When you contact your servicer, you should ask to be put in the longest relief plan that is available.  Ask specifically if you can be put in the “extend mod” or the “flex mod,” either right away or at the end of the plan that you are initially provided.    Make sure the servicer tells you when the relief plan will end.  Plan on calling back before the initial plan ends as you will likely qualify for an extension or another plan at that point, providing the difficulties with COVID-19 persist.

The servicer can be put you in a relief plan that is shorter than six months, but you have a right to ask for additional months if the COVID-19 difficulties persist when the first plan is up.  You are potentially entitled to at least 12 months of relief, and potentially more for items such as escrow shortages caused by the servicer paying your taxes or insurance during the forbearance period.

Be polite, but be persistent.  Please remember to document all your communications as laid out in the video that is part of Treinen Law Office’s home page.

You may not qualify for the better relief plans if you are more than 30 days late on your payment.  It is best to call before you are late.  Servicers should not tell you to hold off on your next payment and call back once you are late.  If you are told this, please feel free to reach out to Treinen Law Office so we can see if we can help.
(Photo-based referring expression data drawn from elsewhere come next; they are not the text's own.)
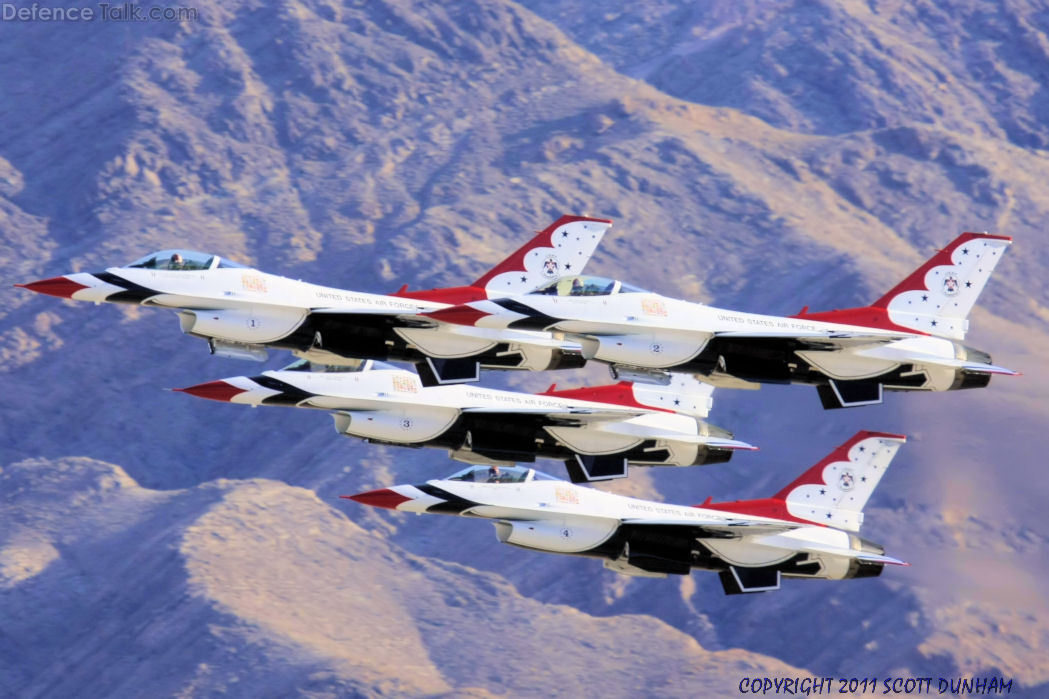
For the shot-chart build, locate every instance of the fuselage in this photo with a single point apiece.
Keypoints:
(242, 312)
(640, 330)
(484, 425)
(635, 536)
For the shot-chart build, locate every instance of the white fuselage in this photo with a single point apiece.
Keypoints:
(562, 517)
(392, 405)
(655, 332)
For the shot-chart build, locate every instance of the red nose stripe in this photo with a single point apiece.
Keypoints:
(459, 315)
(215, 390)
(384, 498)
(60, 287)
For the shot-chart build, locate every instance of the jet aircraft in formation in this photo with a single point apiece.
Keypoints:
(536, 311)
(597, 431)
(809, 529)
(910, 339)
(242, 312)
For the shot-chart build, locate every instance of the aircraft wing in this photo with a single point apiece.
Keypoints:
(720, 528)
(815, 547)
(911, 356)
(835, 338)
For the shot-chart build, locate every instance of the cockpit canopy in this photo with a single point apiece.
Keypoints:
(183, 260)
(349, 365)
(586, 286)
(499, 474)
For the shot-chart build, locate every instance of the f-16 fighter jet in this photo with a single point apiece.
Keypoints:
(241, 312)
(597, 431)
(806, 530)
(907, 340)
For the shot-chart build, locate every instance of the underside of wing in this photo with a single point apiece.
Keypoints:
(719, 528)
(576, 415)
(819, 339)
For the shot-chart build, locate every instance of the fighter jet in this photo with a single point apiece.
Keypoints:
(806, 530)
(910, 339)
(597, 431)
(242, 312)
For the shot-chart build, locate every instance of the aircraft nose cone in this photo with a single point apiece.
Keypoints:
(458, 315)
(61, 287)
(214, 390)
(383, 498)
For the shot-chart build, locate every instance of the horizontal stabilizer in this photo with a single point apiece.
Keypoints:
(596, 467)
(739, 580)
(442, 372)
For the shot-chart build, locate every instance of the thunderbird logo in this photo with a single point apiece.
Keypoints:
(550, 267)
(566, 495)
(653, 306)
(405, 384)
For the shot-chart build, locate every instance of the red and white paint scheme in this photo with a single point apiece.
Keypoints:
(596, 431)
(806, 530)
(910, 339)
(241, 312)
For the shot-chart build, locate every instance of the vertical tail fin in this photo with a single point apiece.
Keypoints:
(835, 490)
(561, 249)
(938, 296)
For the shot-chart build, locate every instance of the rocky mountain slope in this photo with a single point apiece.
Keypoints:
(754, 156)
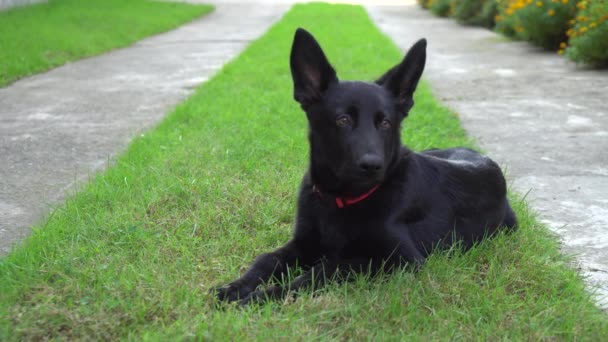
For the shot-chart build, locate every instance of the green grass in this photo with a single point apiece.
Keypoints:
(39, 37)
(191, 203)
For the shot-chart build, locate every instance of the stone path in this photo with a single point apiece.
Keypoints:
(534, 112)
(59, 128)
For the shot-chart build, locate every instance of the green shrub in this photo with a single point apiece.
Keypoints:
(442, 8)
(475, 12)
(489, 11)
(542, 22)
(589, 34)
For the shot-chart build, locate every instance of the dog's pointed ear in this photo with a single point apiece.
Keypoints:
(311, 72)
(402, 79)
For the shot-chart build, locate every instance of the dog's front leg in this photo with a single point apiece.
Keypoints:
(264, 267)
(316, 277)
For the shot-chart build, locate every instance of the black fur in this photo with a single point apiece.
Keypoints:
(424, 200)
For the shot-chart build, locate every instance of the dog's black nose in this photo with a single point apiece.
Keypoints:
(370, 163)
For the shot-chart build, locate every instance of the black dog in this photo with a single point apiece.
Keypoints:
(367, 203)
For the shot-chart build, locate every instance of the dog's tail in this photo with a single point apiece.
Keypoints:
(510, 220)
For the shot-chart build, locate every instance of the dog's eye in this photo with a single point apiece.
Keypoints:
(342, 121)
(385, 124)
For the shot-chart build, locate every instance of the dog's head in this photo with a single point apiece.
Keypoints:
(354, 126)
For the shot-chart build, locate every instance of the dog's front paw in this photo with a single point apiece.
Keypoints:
(231, 292)
(255, 297)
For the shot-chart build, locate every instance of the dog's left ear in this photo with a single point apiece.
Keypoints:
(402, 79)
(311, 72)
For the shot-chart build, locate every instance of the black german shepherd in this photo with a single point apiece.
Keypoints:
(368, 203)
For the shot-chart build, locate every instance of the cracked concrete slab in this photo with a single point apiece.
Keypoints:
(536, 113)
(59, 128)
Servicers must inform you that the payments which are the subject of a forbearance plan have only been delayed or reduced, not forgiven, and that once the forbearance period is over, if the loan is not paid off at that time, either the mortgage must be brought current through a reinstatement, or you should be approved for another workout option.  Otherwise, foreclosure will result.  When you talk to your servicer, it is very important to ask:

  • when your next payment will be due;
  • the exact amount of this payment;
  • whether you will be charged interest (you likely will be charged interest) and other charges during the forbearance period; and
  • whether the servicer will report on your credit report that you are complying with the plan, rather than report you as late or in default.

As explained in the video on the home page, you should take care to document all these key terms and then monitor your credit report to make sure the servicer is doing what it said it would do.

Also, servicers have been told that they must suspend all foreclosure sales until May 17, 2020, unless the property securing the mortgage loan had been determined to be vacant or abandoned.  It is possible there will be further extensions.